At that point something went "Bing!" in my head, and I started getting the notion of getting MY work done in something other than black. I asked Oldfriend what color it should be, and she pointed to my shirt and said "that color. Teal." We asked Mr Tat Man if that was possible, and he yelled to the back of the store "Hey Nelson, she wants it done in teal!" and that was that.
Teal it would be. Apparently they get a lot of that. Who knew?
This next bit is where the pain comes in. If you're squeamish, please skip it and go get yourself a candy bar or something.

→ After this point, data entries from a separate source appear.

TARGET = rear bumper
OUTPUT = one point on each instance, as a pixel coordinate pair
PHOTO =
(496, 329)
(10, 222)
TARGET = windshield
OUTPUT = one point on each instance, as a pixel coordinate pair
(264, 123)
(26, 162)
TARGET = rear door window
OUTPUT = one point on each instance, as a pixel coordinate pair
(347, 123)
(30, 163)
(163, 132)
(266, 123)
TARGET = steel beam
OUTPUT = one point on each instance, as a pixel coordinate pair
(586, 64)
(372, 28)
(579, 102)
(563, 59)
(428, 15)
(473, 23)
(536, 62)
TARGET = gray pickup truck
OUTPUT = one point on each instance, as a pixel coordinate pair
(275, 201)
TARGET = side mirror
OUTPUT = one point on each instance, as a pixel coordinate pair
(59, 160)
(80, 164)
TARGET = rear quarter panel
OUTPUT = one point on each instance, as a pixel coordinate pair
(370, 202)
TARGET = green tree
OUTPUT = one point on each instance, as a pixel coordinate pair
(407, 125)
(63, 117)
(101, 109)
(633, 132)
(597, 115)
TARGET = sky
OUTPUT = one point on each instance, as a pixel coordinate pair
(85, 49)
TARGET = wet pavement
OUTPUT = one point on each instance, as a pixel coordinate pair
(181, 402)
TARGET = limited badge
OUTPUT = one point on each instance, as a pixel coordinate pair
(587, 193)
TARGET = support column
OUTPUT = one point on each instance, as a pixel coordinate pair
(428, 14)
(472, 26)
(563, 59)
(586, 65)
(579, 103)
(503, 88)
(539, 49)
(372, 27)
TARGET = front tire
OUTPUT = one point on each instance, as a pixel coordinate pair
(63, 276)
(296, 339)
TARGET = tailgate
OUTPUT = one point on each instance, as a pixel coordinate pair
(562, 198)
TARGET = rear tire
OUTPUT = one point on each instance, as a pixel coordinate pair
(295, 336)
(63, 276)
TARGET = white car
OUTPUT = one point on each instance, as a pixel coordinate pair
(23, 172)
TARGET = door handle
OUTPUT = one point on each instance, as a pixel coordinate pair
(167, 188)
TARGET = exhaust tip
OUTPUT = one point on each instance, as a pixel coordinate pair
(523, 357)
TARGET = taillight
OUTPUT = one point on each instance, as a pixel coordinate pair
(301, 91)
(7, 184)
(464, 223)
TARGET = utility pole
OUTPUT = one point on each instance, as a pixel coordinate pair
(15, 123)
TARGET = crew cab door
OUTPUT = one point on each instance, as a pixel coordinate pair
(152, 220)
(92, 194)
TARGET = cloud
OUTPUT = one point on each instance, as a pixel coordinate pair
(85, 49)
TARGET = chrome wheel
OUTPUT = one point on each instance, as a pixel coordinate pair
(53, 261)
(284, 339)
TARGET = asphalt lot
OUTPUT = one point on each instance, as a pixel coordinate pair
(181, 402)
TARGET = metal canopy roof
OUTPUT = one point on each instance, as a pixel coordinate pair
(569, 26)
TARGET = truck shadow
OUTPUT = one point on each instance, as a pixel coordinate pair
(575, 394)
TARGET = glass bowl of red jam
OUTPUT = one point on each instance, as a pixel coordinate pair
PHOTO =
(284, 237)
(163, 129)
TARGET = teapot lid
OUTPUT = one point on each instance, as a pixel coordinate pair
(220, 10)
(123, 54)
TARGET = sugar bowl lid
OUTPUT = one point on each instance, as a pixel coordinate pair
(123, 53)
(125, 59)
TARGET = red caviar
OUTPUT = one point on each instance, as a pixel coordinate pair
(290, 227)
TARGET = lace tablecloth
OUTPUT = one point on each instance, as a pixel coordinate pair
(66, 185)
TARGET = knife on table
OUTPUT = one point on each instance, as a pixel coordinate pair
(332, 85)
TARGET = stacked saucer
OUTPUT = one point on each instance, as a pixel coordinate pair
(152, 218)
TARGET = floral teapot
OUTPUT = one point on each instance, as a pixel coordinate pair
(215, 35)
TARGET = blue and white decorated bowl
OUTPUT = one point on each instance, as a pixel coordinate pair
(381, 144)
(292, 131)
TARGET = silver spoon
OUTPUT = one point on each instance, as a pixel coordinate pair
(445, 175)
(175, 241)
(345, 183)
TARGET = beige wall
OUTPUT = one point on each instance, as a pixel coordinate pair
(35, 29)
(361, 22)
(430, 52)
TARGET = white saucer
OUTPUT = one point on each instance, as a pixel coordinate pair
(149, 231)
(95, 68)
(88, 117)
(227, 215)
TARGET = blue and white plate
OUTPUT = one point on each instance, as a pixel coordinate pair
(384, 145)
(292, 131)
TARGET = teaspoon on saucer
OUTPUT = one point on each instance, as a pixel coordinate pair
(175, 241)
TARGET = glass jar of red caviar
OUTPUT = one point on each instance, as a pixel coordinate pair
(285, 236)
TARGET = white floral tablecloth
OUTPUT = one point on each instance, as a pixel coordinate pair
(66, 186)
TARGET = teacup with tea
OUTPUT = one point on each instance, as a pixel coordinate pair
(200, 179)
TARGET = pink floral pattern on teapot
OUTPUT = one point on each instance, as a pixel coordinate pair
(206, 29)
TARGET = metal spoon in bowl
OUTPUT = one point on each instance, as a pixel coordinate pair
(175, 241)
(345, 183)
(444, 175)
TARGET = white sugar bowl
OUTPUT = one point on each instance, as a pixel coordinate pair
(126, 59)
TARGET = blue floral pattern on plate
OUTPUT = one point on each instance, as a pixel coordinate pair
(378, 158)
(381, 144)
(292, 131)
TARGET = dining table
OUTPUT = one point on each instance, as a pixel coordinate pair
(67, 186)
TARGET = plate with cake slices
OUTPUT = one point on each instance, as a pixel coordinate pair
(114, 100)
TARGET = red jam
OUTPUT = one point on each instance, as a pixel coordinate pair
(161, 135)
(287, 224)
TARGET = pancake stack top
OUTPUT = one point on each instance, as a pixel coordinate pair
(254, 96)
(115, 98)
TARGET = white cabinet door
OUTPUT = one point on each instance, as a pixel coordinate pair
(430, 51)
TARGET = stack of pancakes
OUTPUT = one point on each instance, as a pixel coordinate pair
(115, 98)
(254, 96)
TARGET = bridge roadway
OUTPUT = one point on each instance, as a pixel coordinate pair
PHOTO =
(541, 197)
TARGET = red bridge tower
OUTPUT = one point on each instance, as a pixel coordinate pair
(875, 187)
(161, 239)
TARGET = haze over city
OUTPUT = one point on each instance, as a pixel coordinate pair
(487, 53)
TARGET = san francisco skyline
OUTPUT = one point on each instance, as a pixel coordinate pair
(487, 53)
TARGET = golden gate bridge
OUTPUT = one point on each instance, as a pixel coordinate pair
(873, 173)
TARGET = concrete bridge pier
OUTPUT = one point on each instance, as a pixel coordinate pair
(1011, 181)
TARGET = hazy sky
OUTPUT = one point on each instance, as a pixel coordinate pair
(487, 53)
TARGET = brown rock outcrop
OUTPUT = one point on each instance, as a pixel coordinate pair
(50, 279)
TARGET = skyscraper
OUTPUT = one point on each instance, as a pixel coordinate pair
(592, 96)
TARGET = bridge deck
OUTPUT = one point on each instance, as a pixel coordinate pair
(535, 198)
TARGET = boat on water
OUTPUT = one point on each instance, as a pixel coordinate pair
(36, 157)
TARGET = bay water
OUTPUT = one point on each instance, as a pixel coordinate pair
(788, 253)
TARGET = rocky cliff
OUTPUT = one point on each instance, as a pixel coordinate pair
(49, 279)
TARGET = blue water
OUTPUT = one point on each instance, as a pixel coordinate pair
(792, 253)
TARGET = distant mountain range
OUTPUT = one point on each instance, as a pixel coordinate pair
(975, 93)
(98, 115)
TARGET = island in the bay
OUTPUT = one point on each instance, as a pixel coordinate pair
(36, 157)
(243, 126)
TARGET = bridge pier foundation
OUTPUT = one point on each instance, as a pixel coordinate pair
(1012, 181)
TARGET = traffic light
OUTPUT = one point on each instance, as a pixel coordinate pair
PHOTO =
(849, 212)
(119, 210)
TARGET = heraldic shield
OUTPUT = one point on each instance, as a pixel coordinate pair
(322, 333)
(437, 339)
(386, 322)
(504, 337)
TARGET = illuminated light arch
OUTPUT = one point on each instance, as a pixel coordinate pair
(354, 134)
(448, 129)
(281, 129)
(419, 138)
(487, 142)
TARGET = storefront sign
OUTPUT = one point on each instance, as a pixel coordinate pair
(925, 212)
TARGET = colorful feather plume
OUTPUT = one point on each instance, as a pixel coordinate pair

OK, not this bit here - this bit is about putting on the template and realizing I'd have to take my shirt off, because I'd decided that I wanted it on my upper back, which meant that to put on the template and ink me I'd have to take off my shirt.
In a tattoo parlor.
Full of men.
All's I could do was hope that the back cleavage wasn't too sickening, and strip.
My back was swabbed with alcohol and dried, the template was applied, I approved the positioning, and assumed the position, which wound up to be straddling a chair with my shirt pulled over my head, trying to look nonchalant.
Nelson mixed me up a pretty teal color, adding a little yellow to the standard-issue ink to give it a little "pop," and after I approved the hue I turned back around, grabbed my own hands, and he set to work.
For 45 minutes he worked, first outlining, then "filling in." I quickly learned which quadrants were no big deal and which (1) was a very big deal indeed. See, most of the time the tattooing process either didn't feel like anything (I shit you not!) or it felt mildly annoying, like a sunburn. HOWEVER, the lower-right quadrant must still have some nerve left, because once that needle started in on me in that spot, I knew it with a capital KNEW!
Ouch. Ouch, Ouch. Holy crap, that hurt. Hurt bad enough for me to focus on the tremulous buzzing of the tattoo gun as Nelson raked it through my skin. Hurt enough to make me practice deep cleansing breaths. Hurt enough to almost want to stop, but if I pinched my own fingers hard enough hand chanted "ow, ow, ow" under my breath I could make it through a few minutes of necessary work.
Y'all, it hurt. I'm not going to kid you. However, if you get a good artist working on you, they'll stop, do something else, let your nerves settle down, and then come back to that spot.
Nelson is good.
And I didn't stop.
Before too long I was the proud owner of a shiny new tattoo, and could not be happier.
I admired it in the mirror, he greased me up and sealed off the new art with saran wrap and surgical tape, gave me a lecture about how to care for it, I handed him his tip, and I was done.
You might ask: what does one do after getting a tattoo? Well, if one is me, on a visit to a great friend, one gets taken for a pedicure and shoe shopping after getting a tattoo, during which time one might leak a little teal dye and blood onto the back of one's shirt so that all the nice Vietnamese nail ladies look at one a little strangely, but one would not care because one has a fierce and awesome new piece of body art on one and they do not.
Then one goes back to the friend's house, washes up the shirt, takes off the saran wrap, washes and dries the tat, lubes it up again, and eats pizza and drinks bourbon until 1 a.m.
Because that makes perfect sense, and is the BEST way to spend time, even IF one did not have a cool new tattoo.
Really - shoe shopping AND a pedicure? Be still my heart.
So, now the tattoo is healing, and it's getting a little crunchy. Bet you didn't know they did that, did you? Yup - the excess ink is forced out by your body and the injuries heaped on your skin have to heal, and so for a week or so the tat is in a state of disrepair. I won't know what it REALLY looks like until this weekend.
Can NOT wait, because right now? That sucker itches.
There you go! My tattoo story, in 8000 words. Verbose much?